Theo Hicks: …but you kind of want to see if you ask them a question that they don’t necessarily know the answer to, like, “Hey, what happens if everyone that’s on the GP dies? What do you do?” And you get that, “Um..,” and then they start just saying things they clearly aren’t— they’re just winging it on the spot, just like making something up just to answer the question. That’s always been a major turnoff for me. I’d rather just have someone say, “I’ve ever thought of it before. Here’s what I think we would do, but as Travis said, it’s just it was not a set-in-stone plan.” Or, “Hey, we don’t have a sensitivity analysis, but we’re going to do that and I’ll send that to you.” Or, “Hey, I don’t have the information off-hand, but I’ll send that to you,” as opposed to just making something up.

So a lot of these questions, the answers are going to depend on what you’re comfortable with. We can’t really tell you what the absolute 100% correct answer is to all these questions. It’s really just where are you at and then how you feel, actually having that conversation. Do you like this person? Is this person someone that you like? Because when you like someone, you’re more likely to trust them. And if you just kind of feel a weird tension or awkwardness or you don’t like them, even if all the boxes are checked, that’s just something to be aware of. So it’s kind of like an intangible that you can’t really ask like, “Hey,  should I like you?” Or, “Are you trustworthy? Are you likable?” Like, of course they are going to say, “Of course, yes, I’m great.” That’s more of like an intangible feeling that you have, and I think that’s something that’s very important, too, when you’re having these conversations. So those are my final thoughts. What about your, Travis?

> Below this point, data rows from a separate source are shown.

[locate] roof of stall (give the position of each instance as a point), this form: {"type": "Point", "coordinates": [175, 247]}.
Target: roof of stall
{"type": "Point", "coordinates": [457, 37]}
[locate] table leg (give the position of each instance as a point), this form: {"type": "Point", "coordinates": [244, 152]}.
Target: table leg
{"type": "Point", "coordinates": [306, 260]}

Travis Watts: Yes, that’s a great point. And I had somebody tell me once, they said, “I don’t have good intuition. I’m not good at judging or knowing or understanding people.” And I said, “Okay, do you have a spouse? So that may be on these calls that we’re talking about, could they sit in with you? Or maybe it’s a friend or maybe it’s another investor that you know,” and do a call that way and then as you wrap up the call, you can kind of have a little powwow and say, “What did you think about this and that?” And that can help you too if you’re that kind of person; I just want to address that.

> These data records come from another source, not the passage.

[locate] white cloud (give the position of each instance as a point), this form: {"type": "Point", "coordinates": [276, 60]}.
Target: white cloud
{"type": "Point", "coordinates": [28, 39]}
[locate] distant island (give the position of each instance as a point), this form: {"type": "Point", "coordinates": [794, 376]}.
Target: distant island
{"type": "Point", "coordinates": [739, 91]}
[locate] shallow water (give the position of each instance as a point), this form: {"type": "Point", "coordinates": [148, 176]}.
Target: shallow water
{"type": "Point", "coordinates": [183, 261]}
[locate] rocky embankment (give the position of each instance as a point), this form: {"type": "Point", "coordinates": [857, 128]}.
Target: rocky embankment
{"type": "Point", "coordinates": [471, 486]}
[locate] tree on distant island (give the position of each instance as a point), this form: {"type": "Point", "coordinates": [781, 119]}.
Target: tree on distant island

But three goals as a limited partner – what’s the high level, the big picture here when your passive investing? I’d say number one is align yourself with operators that you know, that you trust and that have a high probability of actually executing the business plan that they’re showing you, that’s probably first and foremost.

Number two, you’re doing the type of business model that you know and understand; keep it simple. The one time I lost money in a pretty big way – it wasn’t in real estate, it was in a private placement – I didn’t understand all the inner workings of what the business actually was. So I partnered with them and I thought, “Crap.” In hindsight, I wouldn’t done that. Had I known obviously, I wouldn’t have, because I lost money. But I meant just had I known actually what it was fully, I wouldn’t have invested.

And number three is you’re seeking a risk-adjusted return. We’ve talked about that a lot on the show, but a risk-adjusted return that helps you achieve your goals. And everybody’s goals are different. To your point, Theo, we can’t just give a black and white answer or suggestion, because Sally wants $10,000 a month passive income and Joe wants $3 million net worth over here, and they’re different ages and they have different priorities. One has a family and one doesn’t… So many factors. We’re not financial advisors or planners. So you need to seek some licensed advice, but that’s really what you’re trying to do as a limited partner. So think through that stuff from a high level. Hopefully, some of these questions were beneficial to everyone listening.

Theo Hicks: Perfect. Well, Travis, thanks again for joining us and providing us with your advice. Best Ever listeners, as always, thank you for listening. Have a best ever day and we’ll talk to you tomorrow.

Travis Watts: Thanks, Theo. Thanks, everybody.